Splenomegaly is the major physical finding in PLL, a rare malignancy associated with prominent splenomegaly that by definition must contain 55% or more prolymphocytes in the peripheral blood (14). The general histologic distribution of PLL in the spleen is similar to that of CLL/SLL, but many more intermediate-sized to large prolymphocytes in which the heterochromatin is more dispersed are observed and small nucleoli are present (Fig. 18.23) (162,163). Paraimmunoblast-type cells also are evident.

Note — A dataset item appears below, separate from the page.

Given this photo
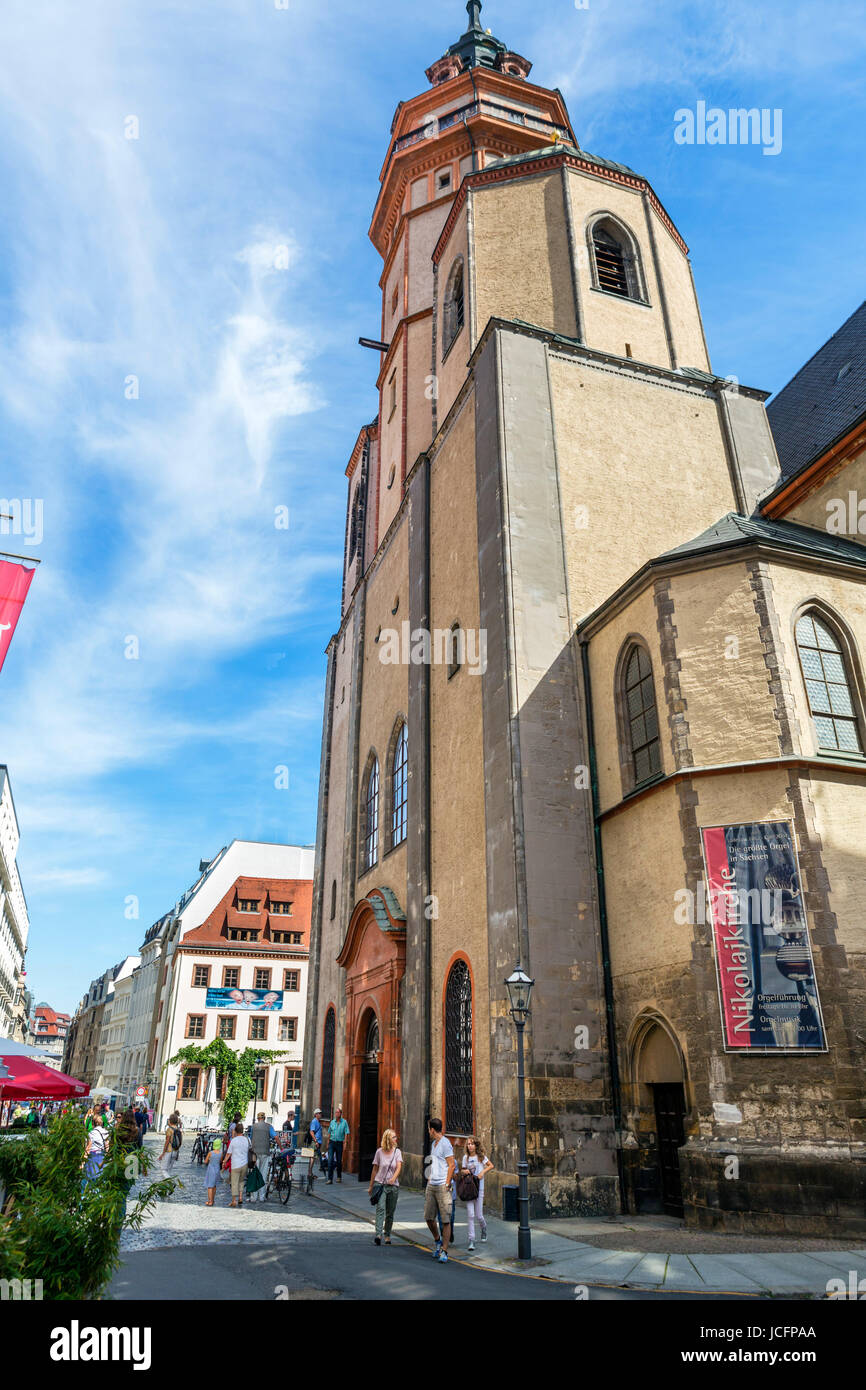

Making the histologic distinction between PLL and prolymphocytoid transformation of CLL/SLL is tenuous without a clinical history (59). Most cases of PLL have a B-cell phenotype, and, unlike CLL/SLL, strong expression of surface immunoglobulin and usually no reactivity for CD5 are found (164). B-cell prolymphocytic leukemia (B-PLL) is biologically heterogeneous with respect to IgVH mutations, ZAP-70, and CD38 expression, exhibiting a pattern that is reported to be distinct from that of other lymphoproliferative disorders (165). As discussed earlier, however, prolymphocyte-like cells may be observed in the splenomegalic variant of MCL and, in contrast to B-PLL, the MCL cases express cyclin D1 as well as seat the t(11;14) translocation (77). In addition, prolymphocytoid transformation with greater than 55% prolymphocytes in the peripheral blood may develop in cases of splenic B-cell lymphoma, specifically SMZL and SDRPL (166). Such cases raise the question as to whether B-PLL is actually a discrete clinicopathologic entity.